Anonymous November 4, 2005 - 10:59 pm

I commend your write-up for bringing to the public's attention the deplorable conditions which the Nigerian governments have subjected her citizenry to since independence. It is very sad that this present government has failed to provide basic amenities for Nigerians. No good roads, lights, good drinking water, medicare and adequate food supply even though the country is blessed with abundant wealth. The government banned all basic food imports when it could not produce enough locally. Medicare is a no go area for the poor, yet the president's wife died abroad after plastic surgery. Our Minister of Finance is busy talking irrelevance and arrogantly while she could not manage or invest the huge oil revenue (since the Iraq war) on developments projects for Nigerians. Governor Kalu also is claiming to be a billionare, when his State is one of the poorest in Africa. Nigerians need to ask the president when will the redemtion come Enough of these mal-administration and deceits. Government, please use the GOd's given resources of the country to improve the conditions of your people. Nobody is going to do it for your people, but you.
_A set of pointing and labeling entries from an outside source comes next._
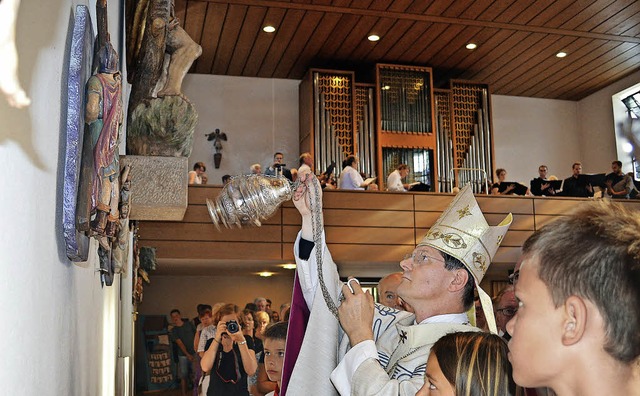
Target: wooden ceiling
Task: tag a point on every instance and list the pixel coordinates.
(517, 40)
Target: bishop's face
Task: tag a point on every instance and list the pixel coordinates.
(424, 277)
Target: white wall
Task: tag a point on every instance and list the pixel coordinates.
(529, 132)
(598, 119)
(185, 292)
(259, 116)
(54, 310)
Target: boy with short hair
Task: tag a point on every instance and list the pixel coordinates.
(275, 337)
(576, 329)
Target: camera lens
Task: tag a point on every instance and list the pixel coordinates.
(232, 326)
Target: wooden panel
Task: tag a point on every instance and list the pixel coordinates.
(430, 35)
(217, 250)
(246, 38)
(200, 214)
(356, 218)
(620, 22)
(519, 205)
(359, 235)
(513, 238)
(233, 24)
(299, 42)
(519, 69)
(556, 206)
(315, 43)
(167, 231)
(400, 30)
(444, 39)
(281, 40)
(339, 33)
(432, 202)
(424, 220)
(410, 38)
(594, 15)
(368, 200)
(520, 222)
(542, 72)
(382, 253)
(507, 255)
(512, 48)
(263, 42)
(357, 34)
(386, 29)
(620, 66)
(542, 220)
(603, 55)
(211, 37)
(198, 194)
(516, 8)
(591, 52)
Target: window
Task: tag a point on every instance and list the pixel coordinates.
(632, 102)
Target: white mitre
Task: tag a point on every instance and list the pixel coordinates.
(461, 231)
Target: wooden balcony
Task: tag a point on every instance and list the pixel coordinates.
(367, 232)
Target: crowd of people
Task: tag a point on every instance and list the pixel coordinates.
(566, 324)
(616, 184)
(226, 351)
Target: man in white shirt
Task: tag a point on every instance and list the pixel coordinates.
(385, 351)
(394, 181)
(350, 178)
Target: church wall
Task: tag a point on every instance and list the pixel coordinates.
(55, 311)
(259, 116)
(529, 132)
(185, 292)
(598, 127)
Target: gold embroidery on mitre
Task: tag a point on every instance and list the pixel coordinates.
(480, 262)
(464, 212)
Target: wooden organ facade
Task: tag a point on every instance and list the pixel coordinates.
(444, 135)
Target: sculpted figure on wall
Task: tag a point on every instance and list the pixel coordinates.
(161, 120)
(99, 187)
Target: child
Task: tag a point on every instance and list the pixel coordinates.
(275, 337)
(468, 363)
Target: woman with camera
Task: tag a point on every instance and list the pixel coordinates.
(230, 357)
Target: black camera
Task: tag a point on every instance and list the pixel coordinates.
(233, 326)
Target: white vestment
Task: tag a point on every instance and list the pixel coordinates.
(400, 347)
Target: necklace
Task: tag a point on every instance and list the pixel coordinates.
(316, 222)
Anonymous November 4, 2005 - 9:57 pm

Haba sabella dis one na blow under the belt..the plane was found in 12 hrs moreover it was not govt. fault as you might want to believe..why can';t bellview install the right equipment or even attend the workshop by FEMA 2 weeks before the crash Okay, how much is the life of New Orleans worth to Americans I will say as much as Africans are right The solution in Africas problem is not our government, but us. The government are not angels they are our children, uncles, sisters, brothers, sons and daughters! Many of our problems are not uniquely african, only dat many africans unlike Chinese or Malaysians will rather complain abroad than go back home and invest, employ people, put their ideas to work, run for government, show the best practices that make their adopted countries work! If you sabella will do so, may be I will follow..I am sure u won't so I am pretty sure Africa will remain hope is that the world market will saturate soon and then the world will need a new market which will make africa attractive then we will have to sit up or we get the 'Saddam Hussein" treatment!
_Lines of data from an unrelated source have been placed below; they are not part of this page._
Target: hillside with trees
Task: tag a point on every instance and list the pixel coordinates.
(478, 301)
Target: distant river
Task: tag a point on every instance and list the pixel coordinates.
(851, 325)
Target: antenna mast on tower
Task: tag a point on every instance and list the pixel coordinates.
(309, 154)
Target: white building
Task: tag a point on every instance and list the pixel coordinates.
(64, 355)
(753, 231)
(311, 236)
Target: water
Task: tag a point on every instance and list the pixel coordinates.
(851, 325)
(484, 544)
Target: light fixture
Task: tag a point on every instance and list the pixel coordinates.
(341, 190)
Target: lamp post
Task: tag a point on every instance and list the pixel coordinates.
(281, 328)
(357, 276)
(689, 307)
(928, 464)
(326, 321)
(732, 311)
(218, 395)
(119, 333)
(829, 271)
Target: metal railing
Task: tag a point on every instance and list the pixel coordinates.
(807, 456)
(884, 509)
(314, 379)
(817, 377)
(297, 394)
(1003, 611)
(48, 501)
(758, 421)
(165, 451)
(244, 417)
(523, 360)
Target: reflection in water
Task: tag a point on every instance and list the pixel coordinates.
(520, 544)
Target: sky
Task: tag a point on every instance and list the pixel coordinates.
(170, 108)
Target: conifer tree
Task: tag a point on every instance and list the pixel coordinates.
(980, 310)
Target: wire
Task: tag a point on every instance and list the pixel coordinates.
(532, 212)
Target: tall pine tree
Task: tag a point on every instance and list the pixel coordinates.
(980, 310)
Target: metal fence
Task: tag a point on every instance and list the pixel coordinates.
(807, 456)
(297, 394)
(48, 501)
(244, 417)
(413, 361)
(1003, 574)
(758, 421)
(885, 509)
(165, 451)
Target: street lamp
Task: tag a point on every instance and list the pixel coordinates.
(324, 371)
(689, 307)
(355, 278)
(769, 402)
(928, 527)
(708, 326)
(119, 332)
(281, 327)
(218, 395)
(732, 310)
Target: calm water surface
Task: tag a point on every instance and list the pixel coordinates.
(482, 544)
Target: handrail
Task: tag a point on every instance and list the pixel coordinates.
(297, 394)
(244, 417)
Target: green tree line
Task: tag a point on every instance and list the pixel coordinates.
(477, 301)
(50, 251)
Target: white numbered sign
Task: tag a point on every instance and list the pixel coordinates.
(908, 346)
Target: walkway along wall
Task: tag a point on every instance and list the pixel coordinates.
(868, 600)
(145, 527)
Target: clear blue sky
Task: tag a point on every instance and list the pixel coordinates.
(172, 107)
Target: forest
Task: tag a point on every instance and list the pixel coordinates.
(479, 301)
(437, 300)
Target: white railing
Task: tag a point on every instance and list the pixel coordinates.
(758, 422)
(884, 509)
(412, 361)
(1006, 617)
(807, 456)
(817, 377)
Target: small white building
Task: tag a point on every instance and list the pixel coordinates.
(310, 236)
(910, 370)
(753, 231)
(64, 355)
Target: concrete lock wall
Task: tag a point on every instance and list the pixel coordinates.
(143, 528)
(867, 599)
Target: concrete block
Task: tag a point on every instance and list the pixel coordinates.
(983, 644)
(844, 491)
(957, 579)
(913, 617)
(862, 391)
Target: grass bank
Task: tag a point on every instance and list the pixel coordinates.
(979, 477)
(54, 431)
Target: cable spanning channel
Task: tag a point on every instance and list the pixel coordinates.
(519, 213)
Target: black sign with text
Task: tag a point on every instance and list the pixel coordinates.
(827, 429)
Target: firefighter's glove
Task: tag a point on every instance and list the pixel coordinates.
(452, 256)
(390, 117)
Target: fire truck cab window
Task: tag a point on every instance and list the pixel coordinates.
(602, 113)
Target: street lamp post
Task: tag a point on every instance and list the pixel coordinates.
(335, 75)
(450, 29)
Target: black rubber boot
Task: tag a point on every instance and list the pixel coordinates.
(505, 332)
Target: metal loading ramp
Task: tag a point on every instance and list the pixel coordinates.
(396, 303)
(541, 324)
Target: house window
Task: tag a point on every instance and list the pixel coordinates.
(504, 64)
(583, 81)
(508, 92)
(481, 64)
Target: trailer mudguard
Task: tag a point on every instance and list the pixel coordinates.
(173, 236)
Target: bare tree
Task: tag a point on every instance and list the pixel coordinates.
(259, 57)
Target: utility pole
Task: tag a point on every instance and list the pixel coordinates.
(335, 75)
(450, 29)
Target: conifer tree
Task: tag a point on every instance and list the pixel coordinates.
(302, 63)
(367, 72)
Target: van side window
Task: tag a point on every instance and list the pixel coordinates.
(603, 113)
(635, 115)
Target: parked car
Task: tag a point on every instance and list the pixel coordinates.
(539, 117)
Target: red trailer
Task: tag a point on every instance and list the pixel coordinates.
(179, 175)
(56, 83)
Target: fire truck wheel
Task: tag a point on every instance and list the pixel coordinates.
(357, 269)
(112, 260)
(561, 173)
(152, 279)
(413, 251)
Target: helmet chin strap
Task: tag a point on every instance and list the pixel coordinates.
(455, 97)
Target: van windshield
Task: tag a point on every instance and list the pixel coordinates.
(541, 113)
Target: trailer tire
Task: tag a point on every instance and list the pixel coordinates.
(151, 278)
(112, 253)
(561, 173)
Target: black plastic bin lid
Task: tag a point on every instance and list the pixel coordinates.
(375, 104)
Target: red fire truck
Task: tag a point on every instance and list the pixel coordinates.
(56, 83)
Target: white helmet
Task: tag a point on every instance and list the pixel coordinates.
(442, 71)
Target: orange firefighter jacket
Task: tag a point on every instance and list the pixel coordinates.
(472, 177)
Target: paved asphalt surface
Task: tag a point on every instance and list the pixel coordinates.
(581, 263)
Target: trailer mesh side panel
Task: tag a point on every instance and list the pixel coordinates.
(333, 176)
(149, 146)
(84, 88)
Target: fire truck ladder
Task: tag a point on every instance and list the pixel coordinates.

Anonymous November 4, 2005 - 9:01 pm

CEO i agree with you, ants work for the goodness of their colonies. this is just the same way the chinese are working to better their larg population

CEO November 4, 2005 - 2:04 pm

You wrote: "Nigeria is the greatest disappointment of all. What a sorry sight — a tiger behaving like an ant" I beg to disagree; it is the other way around. Ants take time to meticulously build quality ant-hills . The greed of a tiger is the characteristic most Nigerian Leaders have. The tiger will grab and grab and leave a little rotten left-over.